Department of Economics
Document Type
Article
Date of this Version
10-2005
Citation
ECONOMIC IMPORTANCE OF IRRIGATED AGRICULTURE 2003 By Charles Lamphear For Nebraska Policy Institute Lincoln, Nebraska October, 2005
Abstract
Just how important is irrigated agriculture to the Nebraska economy? This question was first addressed nearly forty years ago in a study conducted by Drs. Theodore W. Roesler and F. Charles Lamphear, University of Nebraska Department of Economics. This initial study was updated in 1972 and, again, in 1991. The latest update study for 2003 was recently completed by Dr. Charles Lamphear, emeritus professor, University of Nebraska-Lincoln (UN-L). He was assisted by emeritus professors Dr. Roy Frederick, UN-L Department of Agriculture Economics and Dr. Dale Flowerday, UN-L Department of Agronomy and Horticulture, along with several UN-L extension specialists. The results of the 2003 study are summarized in this report. As principal investigator, Dr. Charles Lamphear takes full responsibility for the study's methodology, data, and findings.

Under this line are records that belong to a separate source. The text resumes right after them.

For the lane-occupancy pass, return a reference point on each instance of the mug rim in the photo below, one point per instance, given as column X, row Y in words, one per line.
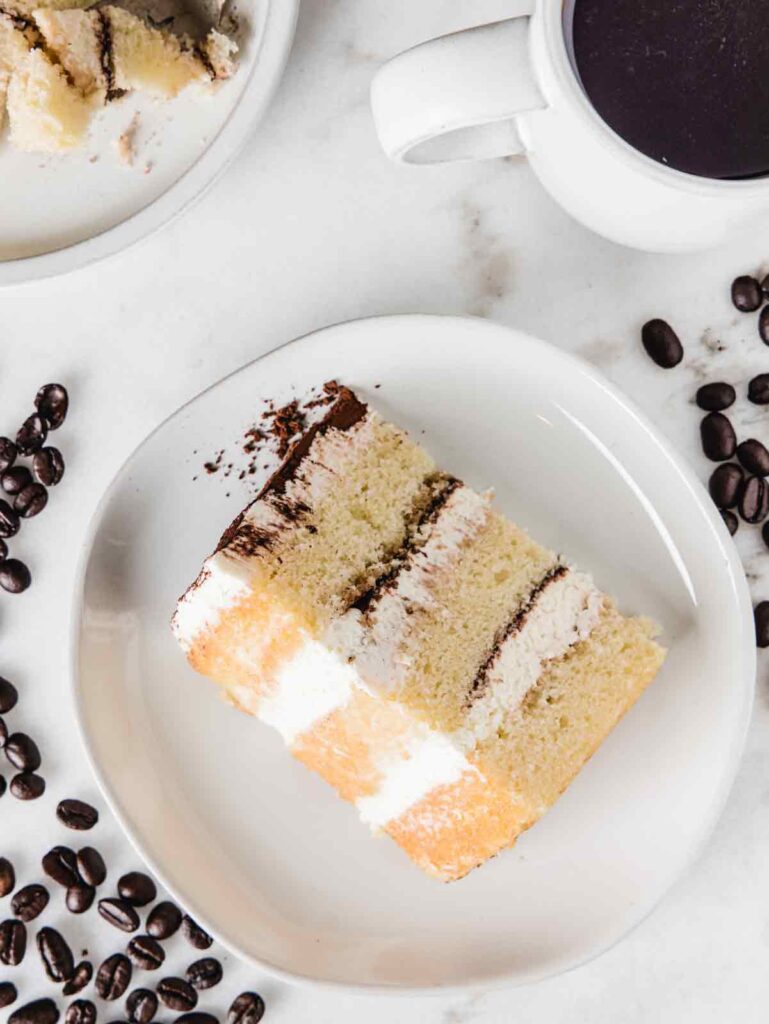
column 568, row 81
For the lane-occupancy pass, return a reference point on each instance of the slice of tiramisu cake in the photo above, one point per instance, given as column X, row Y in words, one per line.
column 438, row 668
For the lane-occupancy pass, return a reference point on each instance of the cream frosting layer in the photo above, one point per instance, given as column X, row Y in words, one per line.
column 224, row 578
column 565, row 612
column 311, row 685
column 431, row 761
column 222, row 582
column 375, row 639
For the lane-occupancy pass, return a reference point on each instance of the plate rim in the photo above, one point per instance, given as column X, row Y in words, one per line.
column 196, row 180
column 741, row 601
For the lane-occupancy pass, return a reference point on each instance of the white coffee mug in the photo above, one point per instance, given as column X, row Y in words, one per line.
column 511, row 87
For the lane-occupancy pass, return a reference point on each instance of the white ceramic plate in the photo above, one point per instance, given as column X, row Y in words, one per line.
column 60, row 213
column 261, row 850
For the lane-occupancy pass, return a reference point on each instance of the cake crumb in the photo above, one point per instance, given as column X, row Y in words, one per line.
column 126, row 141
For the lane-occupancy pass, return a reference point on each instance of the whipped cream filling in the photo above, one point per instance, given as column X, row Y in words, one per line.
column 221, row 584
column 375, row 640
column 309, row 686
column 565, row 612
column 224, row 578
column 432, row 761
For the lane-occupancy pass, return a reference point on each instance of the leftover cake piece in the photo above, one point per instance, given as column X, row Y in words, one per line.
column 45, row 112
column 442, row 671
column 87, row 57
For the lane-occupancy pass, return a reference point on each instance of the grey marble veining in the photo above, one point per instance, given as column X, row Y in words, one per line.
column 312, row 226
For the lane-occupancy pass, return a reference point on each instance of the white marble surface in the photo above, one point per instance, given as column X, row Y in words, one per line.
column 311, row 226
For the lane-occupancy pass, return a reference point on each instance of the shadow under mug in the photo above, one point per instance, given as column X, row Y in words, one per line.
column 511, row 87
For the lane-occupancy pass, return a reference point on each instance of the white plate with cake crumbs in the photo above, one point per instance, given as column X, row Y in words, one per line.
column 262, row 851
column 143, row 157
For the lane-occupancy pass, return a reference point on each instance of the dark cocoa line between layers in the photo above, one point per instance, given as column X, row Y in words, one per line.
column 480, row 681
column 413, row 541
column 343, row 415
column 202, row 53
column 107, row 55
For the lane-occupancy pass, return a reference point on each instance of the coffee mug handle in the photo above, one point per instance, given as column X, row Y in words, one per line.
column 457, row 97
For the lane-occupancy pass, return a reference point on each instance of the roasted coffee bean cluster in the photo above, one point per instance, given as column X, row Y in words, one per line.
column 736, row 487
column 27, row 488
column 80, row 873
column 20, row 751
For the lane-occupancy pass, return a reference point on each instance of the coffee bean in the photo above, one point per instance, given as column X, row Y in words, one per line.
column 7, row 877
column 30, row 902
column 248, row 1008
column 55, row 953
column 31, row 501
column 177, row 994
column 145, row 952
column 725, row 484
column 8, row 696
column 14, row 577
column 164, row 921
column 91, row 865
column 8, row 453
column 137, row 889
column 39, row 1012
column 764, row 326
column 716, row 397
column 14, row 480
column 7, row 993
column 746, row 294
column 77, row 814
column 80, row 978
column 9, row 521
column 80, row 897
column 114, row 977
column 195, row 935
column 32, row 434
column 119, row 913
column 754, row 457
column 48, row 466
column 661, row 343
column 141, row 1006
column 719, row 439
column 23, row 752
column 754, row 502
column 761, row 616
column 60, row 864
column 758, row 390
column 81, row 1012
column 12, row 942
column 52, row 402
column 204, row 973
column 27, row 785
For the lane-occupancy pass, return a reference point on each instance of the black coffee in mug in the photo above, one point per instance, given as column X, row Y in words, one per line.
column 684, row 81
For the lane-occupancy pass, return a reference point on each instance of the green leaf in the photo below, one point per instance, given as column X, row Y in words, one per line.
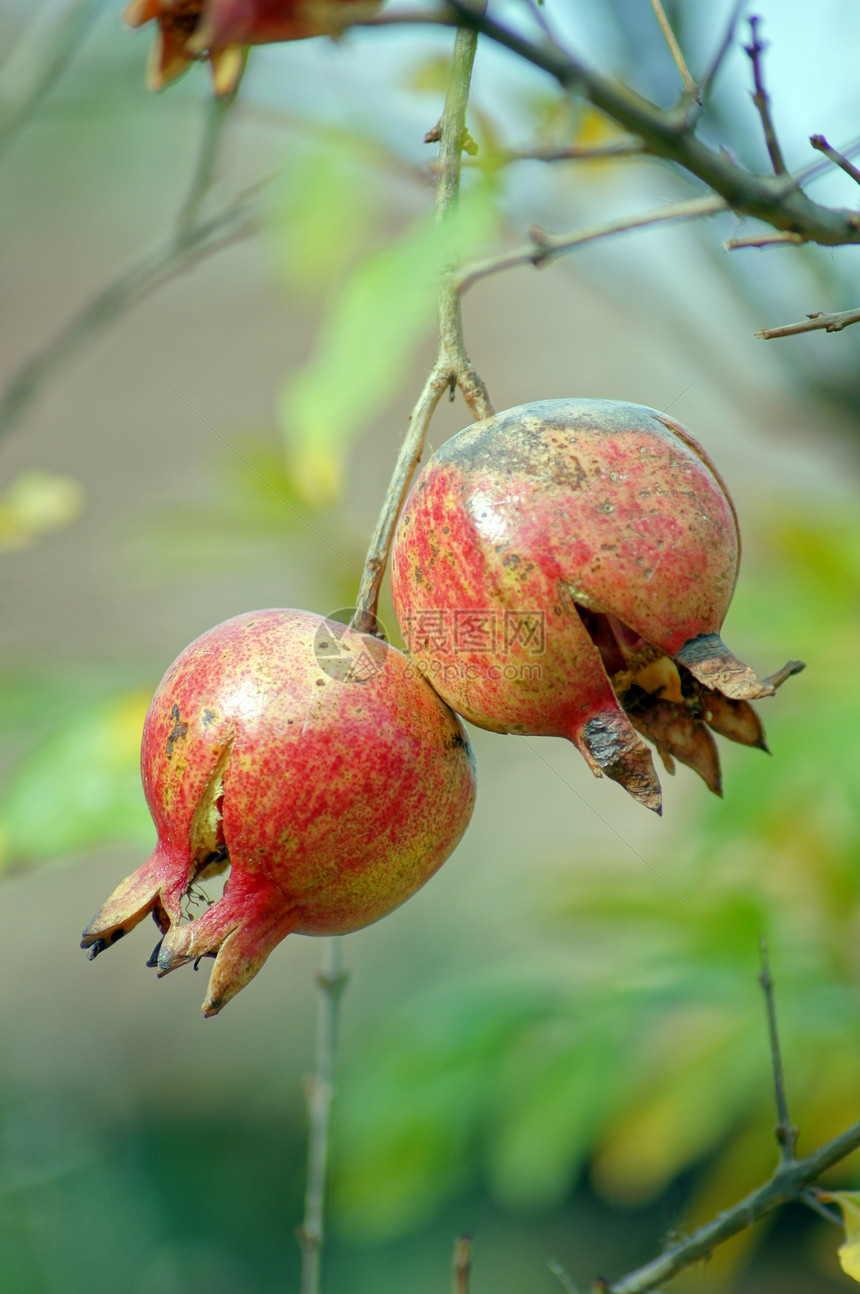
column 366, row 343
column 323, row 211
column 79, row 788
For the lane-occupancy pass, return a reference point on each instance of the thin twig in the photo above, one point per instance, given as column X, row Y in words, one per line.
column 320, row 1090
column 811, row 1200
column 776, row 199
column 811, row 324
column 560, row 153
column 785, row 1132
column 764, row 241
column 207, row 159
column 451, row 366
column 558, row 1270
column 462, row 1264
column 723, row 48
column 819, row 142
column 762, row 100
column 671, row 40
column 788, row 1183
column 815, row 170
column 545, row 246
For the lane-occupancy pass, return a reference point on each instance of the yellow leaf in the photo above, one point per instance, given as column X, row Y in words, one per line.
column 849, row 1202
column 35, row 504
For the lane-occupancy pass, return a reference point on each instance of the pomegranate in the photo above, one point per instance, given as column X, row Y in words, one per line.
column 564, row 568
column 311, row 758
column 221, row 30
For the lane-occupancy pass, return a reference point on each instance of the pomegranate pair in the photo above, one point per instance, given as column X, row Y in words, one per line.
column 561, row 568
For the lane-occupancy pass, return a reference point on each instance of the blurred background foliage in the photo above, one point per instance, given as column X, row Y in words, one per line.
column 559, row 1044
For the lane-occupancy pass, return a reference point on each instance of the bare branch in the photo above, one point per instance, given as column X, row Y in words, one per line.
column 764, row 241
column 723, row 48
column 785, row 1132
column 779, row 199
column 545, row 246
column 819, row 142
column 788, row 1183
column 817, row 168
column 453, row 366
column 563, row 153
column 811, row 324
column 320, row 1090
column 762, row 100
column 462, row 1264
column 671, row 40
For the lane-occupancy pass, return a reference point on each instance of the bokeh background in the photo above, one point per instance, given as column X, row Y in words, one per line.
column 559, row 1046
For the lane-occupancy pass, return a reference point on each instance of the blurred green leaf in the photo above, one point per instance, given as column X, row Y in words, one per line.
column 79, row 788
column 323, row 211
column 366, row 343
column 35, row 504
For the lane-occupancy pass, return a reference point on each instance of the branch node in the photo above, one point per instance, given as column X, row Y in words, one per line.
column 761, row 98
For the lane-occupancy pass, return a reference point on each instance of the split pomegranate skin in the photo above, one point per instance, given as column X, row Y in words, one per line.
column 564, row 568
column 312, row 758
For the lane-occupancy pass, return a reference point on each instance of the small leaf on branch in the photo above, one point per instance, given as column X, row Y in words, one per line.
column 849, row 1202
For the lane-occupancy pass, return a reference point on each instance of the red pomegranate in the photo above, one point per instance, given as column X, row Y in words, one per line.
column 313, row 760
column 564, row 568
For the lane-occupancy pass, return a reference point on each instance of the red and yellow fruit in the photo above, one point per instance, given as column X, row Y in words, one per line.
column 221, row 31
column 317, row 764
column 564, row 568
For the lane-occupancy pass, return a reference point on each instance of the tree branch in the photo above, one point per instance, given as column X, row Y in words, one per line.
column 545, row 246
column 462, row 1264
column 819, row 142
column 812, row 322
column 776, row 199
column 786, row 1183
column 453, row 366
column 762, row 100
column 790, row 1180
column 320, row 1090
column 671, row 40
column 785, row 1132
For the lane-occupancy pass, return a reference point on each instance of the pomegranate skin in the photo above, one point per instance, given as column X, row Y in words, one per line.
column 558, row 554
column 317, row 762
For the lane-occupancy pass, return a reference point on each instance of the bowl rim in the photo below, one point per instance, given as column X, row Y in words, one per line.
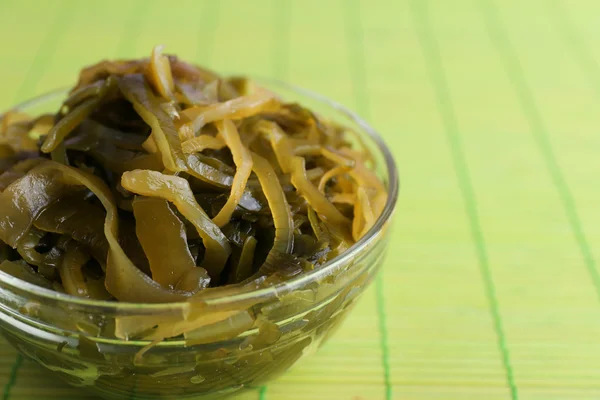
column 393, row 180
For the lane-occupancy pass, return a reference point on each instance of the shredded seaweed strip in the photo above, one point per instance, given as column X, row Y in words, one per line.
column 157, row 180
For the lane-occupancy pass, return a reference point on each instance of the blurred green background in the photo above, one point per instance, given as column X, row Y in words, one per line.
column 491, row 289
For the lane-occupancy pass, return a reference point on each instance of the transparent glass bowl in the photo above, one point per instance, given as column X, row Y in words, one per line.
column 75, row 338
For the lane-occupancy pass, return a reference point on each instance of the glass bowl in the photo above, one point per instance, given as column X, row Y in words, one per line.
column 246, row 339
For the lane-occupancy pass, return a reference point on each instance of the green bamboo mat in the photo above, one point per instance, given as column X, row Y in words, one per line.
column 492, row 108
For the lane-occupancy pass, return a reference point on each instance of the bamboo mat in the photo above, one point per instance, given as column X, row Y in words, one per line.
column 492, row 108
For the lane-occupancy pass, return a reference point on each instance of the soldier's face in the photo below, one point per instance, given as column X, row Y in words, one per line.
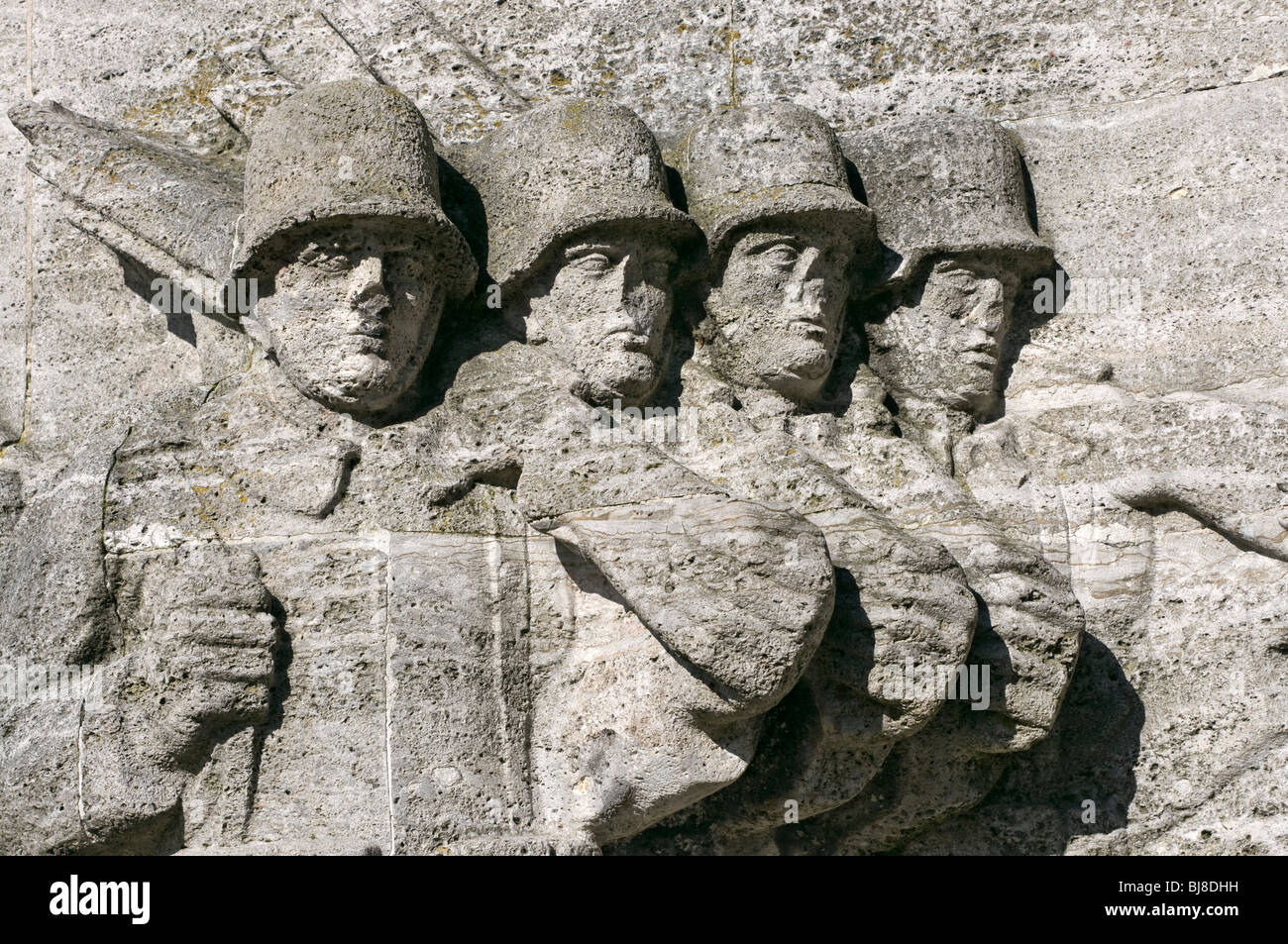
column 778, row 305
column 353, row 316
column 604, row 305
column 947, row 344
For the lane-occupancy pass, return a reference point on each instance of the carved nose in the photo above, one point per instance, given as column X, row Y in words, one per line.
column 368, row 279
column 990, row 309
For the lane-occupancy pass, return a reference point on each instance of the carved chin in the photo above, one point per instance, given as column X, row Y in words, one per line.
column 362, row 381
column 626, row 373
column 806, row 361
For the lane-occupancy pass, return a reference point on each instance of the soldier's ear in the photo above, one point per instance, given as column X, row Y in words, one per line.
column 258, row 333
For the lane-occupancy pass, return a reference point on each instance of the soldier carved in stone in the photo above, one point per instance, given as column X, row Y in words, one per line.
column 768, row 185
column 583, row 240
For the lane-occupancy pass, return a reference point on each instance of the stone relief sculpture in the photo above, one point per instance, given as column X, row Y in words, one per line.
column 390, row 583
column 583, row 243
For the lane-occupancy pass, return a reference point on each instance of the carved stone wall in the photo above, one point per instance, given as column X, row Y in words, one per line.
column 671, row 644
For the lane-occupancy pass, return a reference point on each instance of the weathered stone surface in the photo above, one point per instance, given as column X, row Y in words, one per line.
column 642, row 543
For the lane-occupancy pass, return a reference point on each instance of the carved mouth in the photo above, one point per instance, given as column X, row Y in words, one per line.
column 627, row 339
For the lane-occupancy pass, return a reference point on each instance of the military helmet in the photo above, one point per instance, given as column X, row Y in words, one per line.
column 346, row 150
column 761, row 161
column 565, row 167
column 944, row 184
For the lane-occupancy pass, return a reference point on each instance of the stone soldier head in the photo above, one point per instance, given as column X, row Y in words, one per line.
column 344, row 230
column 952, row 214
column 769, row 188
column 583, row 240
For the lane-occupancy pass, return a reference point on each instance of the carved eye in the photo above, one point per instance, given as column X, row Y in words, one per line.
column 781, row 254
column 403, row 269
column 326, row 259
column 592, row 262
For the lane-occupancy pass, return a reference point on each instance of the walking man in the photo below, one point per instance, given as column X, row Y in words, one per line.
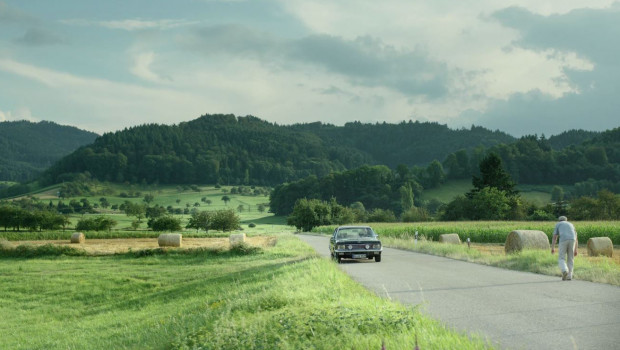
column 567, row 247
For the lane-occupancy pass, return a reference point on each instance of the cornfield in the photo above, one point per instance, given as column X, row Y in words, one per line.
column 488, row 231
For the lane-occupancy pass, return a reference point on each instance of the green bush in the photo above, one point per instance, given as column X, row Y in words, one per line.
column 165, row 223
column 100, row 223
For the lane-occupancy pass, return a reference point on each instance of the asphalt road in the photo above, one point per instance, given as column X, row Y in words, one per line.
column 513, row 310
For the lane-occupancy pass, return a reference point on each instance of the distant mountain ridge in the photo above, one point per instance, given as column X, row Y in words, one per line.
column 28, row 148
column 227, row 149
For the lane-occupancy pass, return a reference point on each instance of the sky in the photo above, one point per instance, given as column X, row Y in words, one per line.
column 523, row 67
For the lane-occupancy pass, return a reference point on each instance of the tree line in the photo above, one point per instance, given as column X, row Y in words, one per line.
column 29, row 148
column 344, row 198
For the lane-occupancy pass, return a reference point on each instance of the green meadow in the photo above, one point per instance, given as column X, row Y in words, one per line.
column 539, row 195
column 282, row 297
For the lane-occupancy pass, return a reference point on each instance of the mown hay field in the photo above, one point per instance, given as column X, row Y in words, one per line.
column 124, row 245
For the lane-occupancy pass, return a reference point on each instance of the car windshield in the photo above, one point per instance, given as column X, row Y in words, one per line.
column 355, row 233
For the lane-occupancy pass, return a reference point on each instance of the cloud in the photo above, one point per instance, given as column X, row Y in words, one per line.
column 12, row 15
column 364, row 61
column 98, row 104
column 131, row 24
column 142, row 68
column 589, row 32
column 38, row 37
column 593, row 104
column 19, row 114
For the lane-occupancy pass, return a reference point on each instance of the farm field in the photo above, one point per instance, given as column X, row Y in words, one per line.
column 489, row 231
column 238, row 299
column 539, row 195
column 252, row 206
column 125, row 245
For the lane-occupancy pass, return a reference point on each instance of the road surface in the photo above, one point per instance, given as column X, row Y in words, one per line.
column 513, row 310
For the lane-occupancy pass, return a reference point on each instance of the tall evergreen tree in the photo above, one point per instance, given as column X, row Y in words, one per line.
column 492, row 174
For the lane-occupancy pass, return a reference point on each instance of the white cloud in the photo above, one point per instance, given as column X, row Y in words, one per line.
column 21, row 113
column 131, row 24
column 142, row 67
column 98, row 104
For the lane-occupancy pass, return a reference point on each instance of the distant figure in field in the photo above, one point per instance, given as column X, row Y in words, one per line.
column 567, row 247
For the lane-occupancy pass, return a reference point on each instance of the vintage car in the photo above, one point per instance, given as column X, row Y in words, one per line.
column 355, row 242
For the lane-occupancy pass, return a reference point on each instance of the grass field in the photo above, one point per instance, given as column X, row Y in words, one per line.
column 489, row 231
column 282, row 297
column 539, row 195
column 168, row 196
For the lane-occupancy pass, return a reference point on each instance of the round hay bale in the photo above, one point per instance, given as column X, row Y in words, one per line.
column 78, row 237
column 170, row 240
column 600, row 246
column 450, row 238
column 237, row 238
column 519, row 240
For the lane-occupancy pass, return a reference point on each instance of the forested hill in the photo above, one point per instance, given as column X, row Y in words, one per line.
column 409, row 143
column 247, row 150
column 227, row 149
column 27, row 148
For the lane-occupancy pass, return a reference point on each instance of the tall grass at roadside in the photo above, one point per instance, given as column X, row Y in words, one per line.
column 282, row 297
column 488, row 231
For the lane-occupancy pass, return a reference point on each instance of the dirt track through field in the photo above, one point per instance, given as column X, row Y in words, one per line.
column 123, row 245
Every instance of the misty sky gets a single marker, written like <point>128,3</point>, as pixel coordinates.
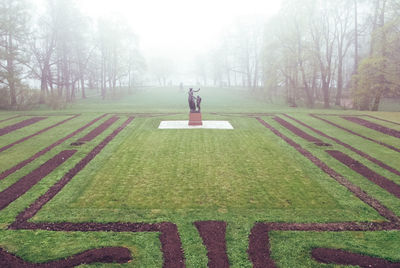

The 2003 irrigation study provides an accounting of the total impact that irrigated agriculture has on the Nebraska economy. Economic impact estimates were calculated for two scenarios. The first scenario assumed normal precipitation prior and during the 2003 crop growing season. The second scenario considered the drought conditions that actually occurred prior and during the 2003 growing season. The purpose for the two scenarios was to give a full accounting of irrigated agriculture's importance to the state's economy. For both scenarios, total economic impact was defined to include three economic effects: direct effect, indirect effect, and consumption effect. Direct economic effect was defined as the 2003 value of crop output. Indirect economic effect was defined as the business-to-business purchases/sales generated by crop production activity. The consumption effect was defined as the economic activity generated from the personal spending of earned income. Total economic impact is the sum of direct effect, indirect effect, and consumption effect. The direct effect was measured in terms of the value of crop production for 2003. Total economic impact was measured in four ways: gross output, value added, employment, and earned income. Each of these measures provides an alternative way of expressing total economic impact. Gross output is defined as businesses' sales or receipts plus inventory change. Value-added is defined as gross output minus intermediate inputs (goods and service inputs purchased from suppliers). It represents the value that is added by the application of capital, labor, and management to intermediate inputs in converting those inputs (e.g., fertilizer and fuel) to a finished product (e.g., corn for grain). Employment includes both fUII- and part-time workers. Earned income includes wages and salaries and proprietors' income. Earned income is less than total personal income, since it excludes dividends and interest income and transfer payments, such as Social Security payments. The methodology for measuring the direct effect involved the identification of crops and the estimation of yields for irrigated and equivalent dryland crop production. Irrigated crops included corn for grain, soybeans, grain sorghum, winter wheat, dry edible beans, sugar beets, corn for silage, and alfalfa hay. The equivalent dryland crops included corn for grain, soybeans, grain sorghum, alfalfa hay, corn silage, winter wheat, sunflowers, and summer forage.